Musical Mississippi Delta, land of the blues

In the Mississippi birthplace of the blues, the music pours from the clubs and juke joints. You won't find it more authentic than this.

By Joshua Clark, Special to The Times
12:00 AM PDT, October 01, 2006

"SOME call it boogie-woogie, some call it blues; I got my rhythm from a fox-trotting mule!" croons James "Super Chikan" Johnson as his golden retriever twirls between his stomping feet, howling right along.


Super Chikan winces with the ecstasy of every note as he puts the hurt on his new slide guitar. This isn't just any guitar; it's an electric "Chikantar" he built himself, using a cigar box for the body, a muffler bracket for a tailpiece, a screen door handle for a bridge, an ax handle for the neck, a piece of cyclone fence for reinforcement and a cabinet door latch for a nut. And, of course, his trademark rooster head is carved into the end.


The instruments double as folk art on which Johnson paints scenes of his native Mississippi Delta, and they have made some scenes themselves, including the Delta's largest blues festival. "Man, I tore that audience up at the Sunflower Festival last summer," he said. "Dude who was headlining after me got up in a rage, said I didn't leave nothing left for him."


Johnson is sitting in his Clarksdale studio just down the road from the crossroads of two highways — U.S. 49 and U.S. 61 — the solar plexus of blues traveling, where legend has it that another bluesman, Robert Johnson, sold his soul to the devil so he could play this music.


From Robert Johnson and others, a tradition spread that has made this landscape world famous. Super Chikan's unique sound is yet another thing that Chicago and Memphis, Tenn., will never have. Nor will New Orleans, on whose streets the other true American art form, jazz, was born.


In fact, my friend Ellen and I drove five hours from the Big Easy, searching for the roots to the blues. We found them within an hour of Clarksdale, this northernmost focal point of the Delta. Our blues tour was a weekend getaway, one full of warm smiles, good food and Southern hospitality.

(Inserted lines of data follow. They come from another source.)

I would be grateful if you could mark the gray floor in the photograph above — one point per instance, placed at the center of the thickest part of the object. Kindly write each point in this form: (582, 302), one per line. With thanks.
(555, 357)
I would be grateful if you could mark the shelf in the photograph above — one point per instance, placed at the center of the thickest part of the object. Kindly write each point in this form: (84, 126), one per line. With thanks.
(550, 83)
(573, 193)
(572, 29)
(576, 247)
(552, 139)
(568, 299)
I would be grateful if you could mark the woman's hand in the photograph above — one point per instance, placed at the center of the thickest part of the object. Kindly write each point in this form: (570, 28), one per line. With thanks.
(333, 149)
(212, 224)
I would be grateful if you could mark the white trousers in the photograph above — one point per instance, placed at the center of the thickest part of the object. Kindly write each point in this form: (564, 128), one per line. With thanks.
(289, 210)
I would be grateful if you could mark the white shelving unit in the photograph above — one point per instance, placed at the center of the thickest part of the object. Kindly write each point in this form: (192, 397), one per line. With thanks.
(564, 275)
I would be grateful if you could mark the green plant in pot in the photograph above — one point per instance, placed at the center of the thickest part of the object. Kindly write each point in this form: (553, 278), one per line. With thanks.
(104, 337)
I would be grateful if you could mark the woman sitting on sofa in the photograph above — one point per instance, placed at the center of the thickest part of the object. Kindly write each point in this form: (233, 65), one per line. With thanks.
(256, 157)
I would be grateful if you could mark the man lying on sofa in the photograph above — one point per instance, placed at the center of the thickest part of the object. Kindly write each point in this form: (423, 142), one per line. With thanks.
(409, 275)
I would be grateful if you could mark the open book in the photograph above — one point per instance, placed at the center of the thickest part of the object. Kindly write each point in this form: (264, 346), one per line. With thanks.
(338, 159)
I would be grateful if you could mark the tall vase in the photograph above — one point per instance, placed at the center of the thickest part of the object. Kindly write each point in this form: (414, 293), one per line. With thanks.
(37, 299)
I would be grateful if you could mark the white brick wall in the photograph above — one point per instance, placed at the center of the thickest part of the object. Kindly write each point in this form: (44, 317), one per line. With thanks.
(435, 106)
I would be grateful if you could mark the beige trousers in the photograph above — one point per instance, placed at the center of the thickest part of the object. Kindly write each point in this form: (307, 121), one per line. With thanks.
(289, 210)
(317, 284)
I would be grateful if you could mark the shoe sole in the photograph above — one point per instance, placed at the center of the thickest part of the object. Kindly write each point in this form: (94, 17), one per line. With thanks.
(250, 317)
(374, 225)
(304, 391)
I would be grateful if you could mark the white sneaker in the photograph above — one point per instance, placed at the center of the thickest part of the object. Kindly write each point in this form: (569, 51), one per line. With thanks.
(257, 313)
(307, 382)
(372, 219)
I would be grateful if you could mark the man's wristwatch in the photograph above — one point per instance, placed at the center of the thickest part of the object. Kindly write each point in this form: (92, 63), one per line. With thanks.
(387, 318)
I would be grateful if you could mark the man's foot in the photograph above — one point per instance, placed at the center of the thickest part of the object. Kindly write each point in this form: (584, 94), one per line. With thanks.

Like Chikantars, which are mostly made from scrap, the blues — came from what few things people had.


"I started out with nothing and still got a whole lot of it left," Super Chikan says. "Heck, got a master's degree in being poor and broke.


"I'm left-handed, left-footed, left-brained and left out," he says. A couple of bulbs dangle from his low studio ceiling, where late afternoon sheds blue light through the three small windows. Innumerable paint tubes, brushes, power tools and wrenches are strewn about.


He runs his hand over his latest Chikantar, a portrait of Robert Johnson freshly dried on its front. Like Johnson, Chikan is on the verge of becoming one of the rare Delta musicians to get the credit they deserve. "Fixin' to take this one to Japan," he says, beaming.


"The governor and I are goin' to represent Mississippi."


I ask how long he's been playing.


"Oh, not too long," he says with a sigh. "About 100 years."


One hundred years ago and 15 miles south, composer W.C. Handy was sitting at a train depot and heard a man playing a guitar: "His clothes were rags; his feet peeped out of his shoes. His face had on it some of the sadness of ages…. [It was] the weirdest music I had ever heard." No one knows who the guitarist was, but Handy put a color to the sound, and the "blues" was born.